Frauenfeld · 25.02.2026
Die « Narrenherrschaft » 2026 ist beendet
Fasnacht Frauenfeld, Stadtrückgabe
Von allen Seiten viel Lob. An der Stadtrückgabe am vergangenen Dienstagabend rückte Stadtpräsident Claudio Bernold nochmals den närrischen Anlass ins Zentrum. Viel Publikum, mit und ohne Kostüme versammelte sich vor dem Rathaus.

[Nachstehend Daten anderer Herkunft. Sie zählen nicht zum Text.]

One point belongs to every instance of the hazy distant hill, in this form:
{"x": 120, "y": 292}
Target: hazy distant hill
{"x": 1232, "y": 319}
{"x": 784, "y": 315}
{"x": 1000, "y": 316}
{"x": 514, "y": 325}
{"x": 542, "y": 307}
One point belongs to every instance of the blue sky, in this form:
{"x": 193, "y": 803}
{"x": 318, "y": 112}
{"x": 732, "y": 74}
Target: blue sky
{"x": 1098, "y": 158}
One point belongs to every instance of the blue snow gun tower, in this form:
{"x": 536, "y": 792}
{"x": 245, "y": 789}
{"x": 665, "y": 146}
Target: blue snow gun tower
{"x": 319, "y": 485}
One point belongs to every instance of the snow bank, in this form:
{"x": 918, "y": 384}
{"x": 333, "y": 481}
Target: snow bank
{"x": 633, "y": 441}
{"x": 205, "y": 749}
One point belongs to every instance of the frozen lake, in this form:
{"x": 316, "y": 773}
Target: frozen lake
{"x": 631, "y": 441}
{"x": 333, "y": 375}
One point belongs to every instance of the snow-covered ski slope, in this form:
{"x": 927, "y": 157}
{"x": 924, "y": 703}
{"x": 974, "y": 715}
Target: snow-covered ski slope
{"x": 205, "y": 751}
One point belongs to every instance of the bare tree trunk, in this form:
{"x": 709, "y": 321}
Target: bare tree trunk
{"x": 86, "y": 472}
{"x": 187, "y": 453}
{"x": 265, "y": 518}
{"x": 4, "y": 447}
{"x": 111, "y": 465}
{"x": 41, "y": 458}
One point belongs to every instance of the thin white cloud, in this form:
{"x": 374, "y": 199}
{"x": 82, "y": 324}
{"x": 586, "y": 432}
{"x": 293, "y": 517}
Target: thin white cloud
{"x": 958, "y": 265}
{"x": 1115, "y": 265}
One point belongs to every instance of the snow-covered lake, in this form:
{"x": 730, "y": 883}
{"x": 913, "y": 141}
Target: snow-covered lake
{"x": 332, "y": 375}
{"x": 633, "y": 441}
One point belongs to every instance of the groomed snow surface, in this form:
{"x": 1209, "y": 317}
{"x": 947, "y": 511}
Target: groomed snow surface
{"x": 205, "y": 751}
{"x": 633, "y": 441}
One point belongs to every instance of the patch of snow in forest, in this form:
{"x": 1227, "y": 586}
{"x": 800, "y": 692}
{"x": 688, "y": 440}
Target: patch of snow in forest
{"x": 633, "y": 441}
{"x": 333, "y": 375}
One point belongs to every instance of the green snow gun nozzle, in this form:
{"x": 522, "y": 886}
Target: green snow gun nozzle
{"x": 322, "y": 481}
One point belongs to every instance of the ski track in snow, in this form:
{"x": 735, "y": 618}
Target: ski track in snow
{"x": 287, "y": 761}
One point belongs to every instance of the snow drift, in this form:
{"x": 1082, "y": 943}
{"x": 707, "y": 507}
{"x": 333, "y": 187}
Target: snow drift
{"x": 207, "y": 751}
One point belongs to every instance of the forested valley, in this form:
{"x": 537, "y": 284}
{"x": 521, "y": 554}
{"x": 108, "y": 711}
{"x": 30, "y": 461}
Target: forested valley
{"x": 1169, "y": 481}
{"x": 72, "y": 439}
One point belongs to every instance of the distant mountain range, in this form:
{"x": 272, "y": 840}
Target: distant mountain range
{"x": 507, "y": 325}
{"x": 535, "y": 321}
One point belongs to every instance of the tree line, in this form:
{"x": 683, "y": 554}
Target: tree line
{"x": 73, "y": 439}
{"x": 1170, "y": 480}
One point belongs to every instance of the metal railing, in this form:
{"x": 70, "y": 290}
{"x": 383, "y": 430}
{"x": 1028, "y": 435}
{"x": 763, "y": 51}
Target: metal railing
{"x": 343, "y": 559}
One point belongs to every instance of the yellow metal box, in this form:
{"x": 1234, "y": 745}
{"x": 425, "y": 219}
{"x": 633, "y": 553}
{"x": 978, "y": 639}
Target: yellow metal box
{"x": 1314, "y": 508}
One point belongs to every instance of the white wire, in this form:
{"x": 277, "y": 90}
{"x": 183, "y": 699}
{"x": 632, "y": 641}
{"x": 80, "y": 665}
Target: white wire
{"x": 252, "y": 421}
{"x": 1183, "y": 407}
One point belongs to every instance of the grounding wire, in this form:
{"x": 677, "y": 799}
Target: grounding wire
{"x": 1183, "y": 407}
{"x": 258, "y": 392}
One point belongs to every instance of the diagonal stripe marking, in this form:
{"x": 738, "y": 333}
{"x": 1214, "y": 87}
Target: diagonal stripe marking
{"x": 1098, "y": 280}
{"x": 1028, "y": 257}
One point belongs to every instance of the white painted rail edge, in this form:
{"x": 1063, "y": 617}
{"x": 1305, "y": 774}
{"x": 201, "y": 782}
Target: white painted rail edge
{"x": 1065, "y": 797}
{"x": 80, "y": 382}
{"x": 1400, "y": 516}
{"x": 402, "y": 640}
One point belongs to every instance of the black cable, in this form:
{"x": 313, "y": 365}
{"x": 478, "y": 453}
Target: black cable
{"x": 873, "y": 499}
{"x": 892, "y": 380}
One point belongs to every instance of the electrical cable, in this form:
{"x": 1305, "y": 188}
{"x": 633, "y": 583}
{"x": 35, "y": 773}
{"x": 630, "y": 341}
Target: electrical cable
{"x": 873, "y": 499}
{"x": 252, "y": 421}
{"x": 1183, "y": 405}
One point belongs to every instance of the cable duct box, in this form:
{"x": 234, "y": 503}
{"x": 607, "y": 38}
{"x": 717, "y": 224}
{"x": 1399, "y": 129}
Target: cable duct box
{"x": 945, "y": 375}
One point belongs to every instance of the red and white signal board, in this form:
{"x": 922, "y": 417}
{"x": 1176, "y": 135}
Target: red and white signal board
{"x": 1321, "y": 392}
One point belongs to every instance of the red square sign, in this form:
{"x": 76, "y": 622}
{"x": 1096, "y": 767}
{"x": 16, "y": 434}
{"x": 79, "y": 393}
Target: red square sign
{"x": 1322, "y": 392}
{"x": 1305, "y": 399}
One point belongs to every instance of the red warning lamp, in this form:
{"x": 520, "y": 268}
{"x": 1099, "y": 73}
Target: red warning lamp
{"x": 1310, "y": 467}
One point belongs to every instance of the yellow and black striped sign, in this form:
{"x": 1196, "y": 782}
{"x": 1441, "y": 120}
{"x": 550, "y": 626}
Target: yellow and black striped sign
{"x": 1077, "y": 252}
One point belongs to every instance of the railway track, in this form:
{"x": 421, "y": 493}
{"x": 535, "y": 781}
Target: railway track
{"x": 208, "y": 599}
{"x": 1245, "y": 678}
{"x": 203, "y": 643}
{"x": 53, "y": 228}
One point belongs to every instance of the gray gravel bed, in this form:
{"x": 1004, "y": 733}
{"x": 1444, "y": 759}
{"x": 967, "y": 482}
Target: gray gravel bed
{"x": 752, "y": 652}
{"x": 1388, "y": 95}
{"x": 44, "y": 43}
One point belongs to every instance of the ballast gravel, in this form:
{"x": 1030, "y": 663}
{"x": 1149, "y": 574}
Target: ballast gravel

Sandro Erné, der Obernarr Sandro I. resümierte: «Es war schön und eine strenge Zeit.» Die Stadtrückgabe ist der offizielle Abschluss der traditionellen Frauenfelder Fasnacht: Nach mehreren Tagen mit Umzügen, Partys und närrischen Veranstaltungen gaben die Narren das Zepter wieder an die offizielle Stadtregierung zurück. Frauenfeld stand bis zu diesem Zeitpunkt unter der närrischen Herrschaft.
Traditionen fortsetzen
Für die Fasnacht eingesetzt war Sandro I. am Schmutzigen Donnerstag. Stadtpräsident Claudio Bernold hatte ihm vor dem Rathaus an seiner Premiere das Zepter und den Kelch, die Insignien der Stadt mit launigen Worten überreicht. Das Ereignis konzentrierte sich auf Altstadt und Rüegerholzhalle und beleuchtete die «Comedy Night» mit zahlreichen Stars. Der Kinderumzug, neu noch die BassNacht sowie der traditionelle Fasnachtsumzug am Sonntag gehen in diese faszinierende fasnächtliche Geschichte ein. Der Obernarr sinnierte über Zölle und Bier an Haltestellen. Schafseckel Kevin sprach von schwarzen Schafen, Kultkomiker Peter Pfändler rückte das Publikum näher zusammen.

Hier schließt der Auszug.